The problem here is that the process of opting the record in to your business effectively means the call was made on your behalf and therefore you are now responsible for any TPS complaints.
Indirect (sometimes called General) opt-in – Where you might buy data that’s been opted in to receive a call from a non-specific company i.e. “Would you like to receive a call from someone to give you a quote for some new windows?”
The problem here is that in order to call someone registered on the TPS you have to comply with the Privacy Electronic Communications Regulations (PECR) and that requires Direct Consent to send a text, email, automated voice or to call someone registered on the TPS. Therefore, an indirect opt-in is insufficient.
No opt-in – Where the question has ascertained a persons need, desire or interest in (say) new windows, but no further questions have been asked to ascertain their permission or interest in receiving further communications from anyone.
The problem is twofold. Firstly, you would fall foul of the fact that you don’t have a Direct opt-in (as explained above) and secondly, you would not even have indirect consent to make use of their data meaning that you are not only breaching PECR, but also the Data Protection Act 1998.
The ICO, the TPS and foreign call centres
You may ask why, if there are so many foreign call centres are calling people registered on the TPS, doesn’t the ICO do something about it?
It can be difficult to get your head around, but basically the UK only has jurisdiction over things that happen within the UK. So the effect of someone in another country calling people in the UK who are registered on the TPS is that the ICO has no jurisdiction over them.
They do, however, have jurisdiction over any companies in the UK making use of such data afterwards and this where many companies will fall foul.
So what can I do?
Some foreign call centres are TPS compliant, but if you plan to use a foreign call centre be aware that the principle of the TPS still applies and if you think that by having them call people registered on the TPS is in some way getting around the TPS, be aware that it won’t work. You should only use foreign call centres to provide you with data or leads if they are properly screening their data against the TPS.
If you operate in a regulated industry such as Claims (regulated by the Claims Management Regulator – CMR or MOJ) or Finance (regulated by the Financial Conduct Authority – FCA), businesses have additional rules placed upon by them by the regulators that go beyond the scope of the Data Protection Act and PECR so you would definitely fall foul of both regulators if you decided that you could somehow acquire data from a foreign call centre, registered on the TPS with a so called ‘opt-in’ to call, text, email or send automated voice messages to.
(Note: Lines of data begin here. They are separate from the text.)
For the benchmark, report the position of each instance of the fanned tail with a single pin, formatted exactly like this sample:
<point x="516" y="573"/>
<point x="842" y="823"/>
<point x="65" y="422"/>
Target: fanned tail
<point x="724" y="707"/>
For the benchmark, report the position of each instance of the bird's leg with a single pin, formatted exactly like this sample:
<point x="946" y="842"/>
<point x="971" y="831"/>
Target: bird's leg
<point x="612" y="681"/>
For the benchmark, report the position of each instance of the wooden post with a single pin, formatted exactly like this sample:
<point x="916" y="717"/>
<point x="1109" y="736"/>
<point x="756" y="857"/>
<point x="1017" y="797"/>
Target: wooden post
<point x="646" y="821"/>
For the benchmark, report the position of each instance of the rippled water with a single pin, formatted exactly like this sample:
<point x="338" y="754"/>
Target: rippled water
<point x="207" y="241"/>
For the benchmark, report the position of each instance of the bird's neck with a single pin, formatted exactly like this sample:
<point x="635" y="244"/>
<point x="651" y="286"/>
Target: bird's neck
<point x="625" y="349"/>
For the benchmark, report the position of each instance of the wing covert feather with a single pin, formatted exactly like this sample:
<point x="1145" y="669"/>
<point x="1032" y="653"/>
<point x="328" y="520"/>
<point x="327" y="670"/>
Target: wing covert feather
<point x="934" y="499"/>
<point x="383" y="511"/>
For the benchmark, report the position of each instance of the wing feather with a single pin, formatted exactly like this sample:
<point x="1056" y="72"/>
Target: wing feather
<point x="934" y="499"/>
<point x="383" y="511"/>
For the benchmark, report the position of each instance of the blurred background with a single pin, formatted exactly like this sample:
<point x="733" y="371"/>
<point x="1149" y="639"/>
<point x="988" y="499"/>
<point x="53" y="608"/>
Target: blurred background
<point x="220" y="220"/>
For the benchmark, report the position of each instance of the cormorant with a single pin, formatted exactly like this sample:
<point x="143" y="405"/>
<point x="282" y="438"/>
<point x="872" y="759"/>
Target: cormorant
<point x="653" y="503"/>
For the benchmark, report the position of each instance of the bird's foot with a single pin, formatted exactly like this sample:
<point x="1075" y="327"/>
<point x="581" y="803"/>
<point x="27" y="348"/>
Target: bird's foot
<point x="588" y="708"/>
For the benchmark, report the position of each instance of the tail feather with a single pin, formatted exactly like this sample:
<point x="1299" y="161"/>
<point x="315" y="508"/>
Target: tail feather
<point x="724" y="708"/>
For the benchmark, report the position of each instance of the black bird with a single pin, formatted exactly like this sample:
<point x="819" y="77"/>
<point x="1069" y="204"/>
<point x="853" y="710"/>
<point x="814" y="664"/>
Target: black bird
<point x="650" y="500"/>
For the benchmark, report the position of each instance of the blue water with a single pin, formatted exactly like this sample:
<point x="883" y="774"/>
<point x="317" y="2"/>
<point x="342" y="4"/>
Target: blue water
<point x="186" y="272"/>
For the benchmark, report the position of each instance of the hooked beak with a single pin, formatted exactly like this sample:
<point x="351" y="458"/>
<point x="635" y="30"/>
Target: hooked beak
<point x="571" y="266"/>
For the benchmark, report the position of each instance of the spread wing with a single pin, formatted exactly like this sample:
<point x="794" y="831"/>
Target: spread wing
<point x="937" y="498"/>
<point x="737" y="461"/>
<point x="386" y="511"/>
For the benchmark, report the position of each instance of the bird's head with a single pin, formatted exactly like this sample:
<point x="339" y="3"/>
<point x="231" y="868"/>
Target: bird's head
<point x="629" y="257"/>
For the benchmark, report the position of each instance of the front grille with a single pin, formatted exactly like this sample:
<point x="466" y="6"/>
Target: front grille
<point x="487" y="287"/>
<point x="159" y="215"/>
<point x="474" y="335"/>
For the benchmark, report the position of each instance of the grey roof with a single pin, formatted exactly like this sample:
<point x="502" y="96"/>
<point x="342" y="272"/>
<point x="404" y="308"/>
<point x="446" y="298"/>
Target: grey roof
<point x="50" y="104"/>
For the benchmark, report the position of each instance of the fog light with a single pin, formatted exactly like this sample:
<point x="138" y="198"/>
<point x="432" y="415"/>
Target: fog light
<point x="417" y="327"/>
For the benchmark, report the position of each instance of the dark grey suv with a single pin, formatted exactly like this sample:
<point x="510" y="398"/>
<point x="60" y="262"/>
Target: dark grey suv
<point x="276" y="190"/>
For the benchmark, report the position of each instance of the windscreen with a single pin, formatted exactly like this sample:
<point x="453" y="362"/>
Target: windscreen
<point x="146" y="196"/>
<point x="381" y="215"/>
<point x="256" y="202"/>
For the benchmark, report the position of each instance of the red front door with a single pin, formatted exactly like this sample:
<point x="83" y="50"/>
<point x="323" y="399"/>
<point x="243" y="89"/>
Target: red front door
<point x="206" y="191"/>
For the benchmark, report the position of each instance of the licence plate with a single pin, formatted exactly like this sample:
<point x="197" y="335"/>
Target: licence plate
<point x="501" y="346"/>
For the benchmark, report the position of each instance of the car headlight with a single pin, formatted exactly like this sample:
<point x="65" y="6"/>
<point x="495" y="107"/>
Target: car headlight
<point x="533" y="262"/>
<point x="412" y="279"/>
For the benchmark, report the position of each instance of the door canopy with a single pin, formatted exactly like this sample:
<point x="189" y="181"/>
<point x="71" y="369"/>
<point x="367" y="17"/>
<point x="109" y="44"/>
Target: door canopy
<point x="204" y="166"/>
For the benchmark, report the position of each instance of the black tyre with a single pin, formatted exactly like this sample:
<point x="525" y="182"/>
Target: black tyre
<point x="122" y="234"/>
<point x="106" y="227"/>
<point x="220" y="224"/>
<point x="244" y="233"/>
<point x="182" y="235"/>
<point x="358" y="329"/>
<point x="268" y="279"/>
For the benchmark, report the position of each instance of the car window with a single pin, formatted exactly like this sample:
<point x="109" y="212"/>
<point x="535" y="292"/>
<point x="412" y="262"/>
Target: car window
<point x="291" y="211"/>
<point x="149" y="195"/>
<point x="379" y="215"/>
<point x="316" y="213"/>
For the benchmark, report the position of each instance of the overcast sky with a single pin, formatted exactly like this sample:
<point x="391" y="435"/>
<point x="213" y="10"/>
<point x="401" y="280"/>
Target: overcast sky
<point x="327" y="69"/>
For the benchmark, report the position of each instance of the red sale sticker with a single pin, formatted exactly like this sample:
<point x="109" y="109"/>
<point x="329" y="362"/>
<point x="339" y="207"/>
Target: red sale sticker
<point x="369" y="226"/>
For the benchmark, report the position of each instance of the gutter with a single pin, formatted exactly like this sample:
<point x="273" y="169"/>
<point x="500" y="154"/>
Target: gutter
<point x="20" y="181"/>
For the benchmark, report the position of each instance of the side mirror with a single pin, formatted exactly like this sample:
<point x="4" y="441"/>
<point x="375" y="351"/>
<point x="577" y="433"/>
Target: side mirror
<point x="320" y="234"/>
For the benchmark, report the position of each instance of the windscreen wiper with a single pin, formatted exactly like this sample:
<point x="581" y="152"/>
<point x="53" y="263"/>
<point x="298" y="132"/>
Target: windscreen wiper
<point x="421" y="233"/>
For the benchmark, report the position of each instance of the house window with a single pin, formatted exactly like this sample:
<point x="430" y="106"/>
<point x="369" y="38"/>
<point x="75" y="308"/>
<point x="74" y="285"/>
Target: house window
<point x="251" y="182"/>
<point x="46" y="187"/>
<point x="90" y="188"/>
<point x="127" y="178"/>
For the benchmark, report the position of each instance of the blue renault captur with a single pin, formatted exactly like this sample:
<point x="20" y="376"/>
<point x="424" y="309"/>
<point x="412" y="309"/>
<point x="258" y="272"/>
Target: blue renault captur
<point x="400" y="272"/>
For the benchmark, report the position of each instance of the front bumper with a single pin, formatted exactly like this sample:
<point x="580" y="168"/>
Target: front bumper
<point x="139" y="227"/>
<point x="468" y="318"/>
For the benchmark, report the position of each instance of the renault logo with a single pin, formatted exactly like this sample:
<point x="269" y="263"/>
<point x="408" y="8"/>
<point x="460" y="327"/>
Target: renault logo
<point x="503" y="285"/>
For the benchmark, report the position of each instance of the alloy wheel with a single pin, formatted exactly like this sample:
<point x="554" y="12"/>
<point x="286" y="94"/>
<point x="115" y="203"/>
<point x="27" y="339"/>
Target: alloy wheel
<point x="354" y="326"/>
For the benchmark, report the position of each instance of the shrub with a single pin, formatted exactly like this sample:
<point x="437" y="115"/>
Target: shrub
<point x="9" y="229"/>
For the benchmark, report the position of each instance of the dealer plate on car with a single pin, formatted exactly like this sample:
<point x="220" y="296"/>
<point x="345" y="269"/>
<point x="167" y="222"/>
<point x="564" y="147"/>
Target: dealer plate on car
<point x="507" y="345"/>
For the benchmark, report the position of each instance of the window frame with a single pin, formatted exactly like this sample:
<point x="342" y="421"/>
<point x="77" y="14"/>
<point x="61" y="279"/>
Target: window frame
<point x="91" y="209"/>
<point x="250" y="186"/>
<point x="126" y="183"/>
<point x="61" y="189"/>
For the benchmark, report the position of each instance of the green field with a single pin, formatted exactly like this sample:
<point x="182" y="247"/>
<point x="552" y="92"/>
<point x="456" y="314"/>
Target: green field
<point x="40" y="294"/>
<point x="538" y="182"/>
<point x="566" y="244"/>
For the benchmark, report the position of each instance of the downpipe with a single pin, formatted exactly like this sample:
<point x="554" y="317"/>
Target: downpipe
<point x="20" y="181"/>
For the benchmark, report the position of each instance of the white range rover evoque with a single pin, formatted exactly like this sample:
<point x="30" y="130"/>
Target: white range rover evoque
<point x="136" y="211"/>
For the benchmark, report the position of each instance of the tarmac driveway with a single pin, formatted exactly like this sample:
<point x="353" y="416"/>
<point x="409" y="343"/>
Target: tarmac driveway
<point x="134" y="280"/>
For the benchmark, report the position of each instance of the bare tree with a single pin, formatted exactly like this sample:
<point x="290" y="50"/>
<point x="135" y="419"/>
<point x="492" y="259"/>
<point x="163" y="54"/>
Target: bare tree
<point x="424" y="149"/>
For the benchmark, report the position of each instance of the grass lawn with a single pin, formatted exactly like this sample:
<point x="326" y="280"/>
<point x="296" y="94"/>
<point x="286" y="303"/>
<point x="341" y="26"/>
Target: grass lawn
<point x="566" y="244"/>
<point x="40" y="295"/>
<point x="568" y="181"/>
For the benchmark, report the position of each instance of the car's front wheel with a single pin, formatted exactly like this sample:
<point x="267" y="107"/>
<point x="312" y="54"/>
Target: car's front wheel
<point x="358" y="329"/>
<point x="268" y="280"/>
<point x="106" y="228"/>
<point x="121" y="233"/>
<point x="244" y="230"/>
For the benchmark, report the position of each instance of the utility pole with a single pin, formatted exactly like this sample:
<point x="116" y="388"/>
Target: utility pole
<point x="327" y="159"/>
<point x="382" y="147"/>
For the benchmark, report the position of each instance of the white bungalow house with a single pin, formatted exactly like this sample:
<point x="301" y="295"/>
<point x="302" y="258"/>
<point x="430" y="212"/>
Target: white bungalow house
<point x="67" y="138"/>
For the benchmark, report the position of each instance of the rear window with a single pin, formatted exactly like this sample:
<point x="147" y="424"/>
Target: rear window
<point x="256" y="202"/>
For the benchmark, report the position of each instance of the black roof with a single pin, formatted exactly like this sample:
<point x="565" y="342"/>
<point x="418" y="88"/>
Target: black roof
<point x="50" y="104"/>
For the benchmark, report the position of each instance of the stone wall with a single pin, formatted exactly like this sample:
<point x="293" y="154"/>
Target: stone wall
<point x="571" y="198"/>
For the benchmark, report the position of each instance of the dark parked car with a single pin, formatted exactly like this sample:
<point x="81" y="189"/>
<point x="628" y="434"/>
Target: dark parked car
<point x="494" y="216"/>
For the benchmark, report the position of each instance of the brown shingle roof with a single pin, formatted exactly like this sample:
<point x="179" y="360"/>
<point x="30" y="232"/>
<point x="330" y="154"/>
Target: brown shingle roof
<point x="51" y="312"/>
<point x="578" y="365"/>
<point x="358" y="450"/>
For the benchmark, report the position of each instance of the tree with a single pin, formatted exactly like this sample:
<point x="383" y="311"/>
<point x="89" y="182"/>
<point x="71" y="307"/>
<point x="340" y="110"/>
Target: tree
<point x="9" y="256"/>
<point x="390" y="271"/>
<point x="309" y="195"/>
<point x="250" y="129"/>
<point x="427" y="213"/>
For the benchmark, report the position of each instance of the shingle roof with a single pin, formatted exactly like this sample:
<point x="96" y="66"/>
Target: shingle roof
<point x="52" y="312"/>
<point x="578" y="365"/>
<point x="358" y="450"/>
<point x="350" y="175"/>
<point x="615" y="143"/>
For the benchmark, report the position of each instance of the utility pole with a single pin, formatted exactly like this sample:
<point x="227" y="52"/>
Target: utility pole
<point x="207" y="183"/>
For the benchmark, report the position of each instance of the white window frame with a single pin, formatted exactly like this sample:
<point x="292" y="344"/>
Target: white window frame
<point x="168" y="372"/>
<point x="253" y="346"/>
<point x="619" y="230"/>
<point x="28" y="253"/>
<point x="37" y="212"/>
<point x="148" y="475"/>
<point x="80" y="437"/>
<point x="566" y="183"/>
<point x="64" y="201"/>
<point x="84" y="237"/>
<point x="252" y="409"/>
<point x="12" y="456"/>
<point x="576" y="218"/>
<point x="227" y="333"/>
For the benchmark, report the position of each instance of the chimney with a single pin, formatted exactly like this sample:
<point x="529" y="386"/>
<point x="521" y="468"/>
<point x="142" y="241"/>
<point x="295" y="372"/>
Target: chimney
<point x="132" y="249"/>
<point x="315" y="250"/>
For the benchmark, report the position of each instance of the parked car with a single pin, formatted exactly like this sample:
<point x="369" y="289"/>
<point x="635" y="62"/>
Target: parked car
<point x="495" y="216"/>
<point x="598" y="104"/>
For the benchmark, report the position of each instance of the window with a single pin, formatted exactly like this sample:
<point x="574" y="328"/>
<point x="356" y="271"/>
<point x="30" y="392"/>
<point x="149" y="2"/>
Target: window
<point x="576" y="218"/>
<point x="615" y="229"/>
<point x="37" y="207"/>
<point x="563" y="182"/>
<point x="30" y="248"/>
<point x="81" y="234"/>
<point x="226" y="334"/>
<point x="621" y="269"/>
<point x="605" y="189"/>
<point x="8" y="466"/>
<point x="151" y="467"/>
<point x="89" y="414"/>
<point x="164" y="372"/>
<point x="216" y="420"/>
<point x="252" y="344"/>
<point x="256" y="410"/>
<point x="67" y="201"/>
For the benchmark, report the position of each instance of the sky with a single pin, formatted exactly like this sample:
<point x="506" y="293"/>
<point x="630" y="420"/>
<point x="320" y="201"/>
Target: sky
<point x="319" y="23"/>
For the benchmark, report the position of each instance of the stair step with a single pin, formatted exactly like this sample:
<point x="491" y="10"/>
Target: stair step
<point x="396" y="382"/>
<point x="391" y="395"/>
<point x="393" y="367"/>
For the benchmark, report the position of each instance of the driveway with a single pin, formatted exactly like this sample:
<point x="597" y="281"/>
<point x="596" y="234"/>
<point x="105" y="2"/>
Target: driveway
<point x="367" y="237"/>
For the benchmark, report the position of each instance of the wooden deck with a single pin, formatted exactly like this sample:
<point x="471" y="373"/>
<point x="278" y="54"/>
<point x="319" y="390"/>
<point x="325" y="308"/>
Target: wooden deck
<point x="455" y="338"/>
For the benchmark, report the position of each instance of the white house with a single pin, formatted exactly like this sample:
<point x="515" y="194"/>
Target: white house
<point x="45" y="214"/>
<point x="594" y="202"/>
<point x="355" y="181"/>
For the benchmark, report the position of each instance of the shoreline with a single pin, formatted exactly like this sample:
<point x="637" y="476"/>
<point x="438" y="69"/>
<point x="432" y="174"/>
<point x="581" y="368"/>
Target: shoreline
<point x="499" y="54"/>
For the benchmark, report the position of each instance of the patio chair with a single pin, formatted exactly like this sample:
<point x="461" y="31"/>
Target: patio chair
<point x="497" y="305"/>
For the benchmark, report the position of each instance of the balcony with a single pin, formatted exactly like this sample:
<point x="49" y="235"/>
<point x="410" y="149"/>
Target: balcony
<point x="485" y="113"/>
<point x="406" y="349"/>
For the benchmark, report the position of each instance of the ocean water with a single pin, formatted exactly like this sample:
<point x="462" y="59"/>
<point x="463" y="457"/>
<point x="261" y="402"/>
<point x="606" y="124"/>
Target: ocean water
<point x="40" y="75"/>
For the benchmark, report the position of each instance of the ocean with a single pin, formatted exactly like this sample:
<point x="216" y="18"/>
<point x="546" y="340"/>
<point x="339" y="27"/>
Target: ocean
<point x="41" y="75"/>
All that said, a person registered on the TPS can still, for example, complete a web form and request a call back.
Provided you meet the 3 required rules:
- The consumer has have given their consent for YOUR BUSINESS to contact them.
- The consumer has consented to the METHOD OF CONTACT (such as text, voice or telephone call or all three); and finally.
- The consumer is aware WHAT THEY WILL BE CONTACTED ABOUT.
If you meet all 3 rules, then you will be properly placed to contact them even if their number is registered on the TPS.
You can expect these 3 rules to form the basis of how Direct Consent will need to be collected once the new General Data Protection Regulations (GDPR), or the post-Brexit equivalent thereof, are implemented in May 2018 so companies would be wise to be looking at making changes to their data collection, selling and purchases processes now in order to stay ahead of the game.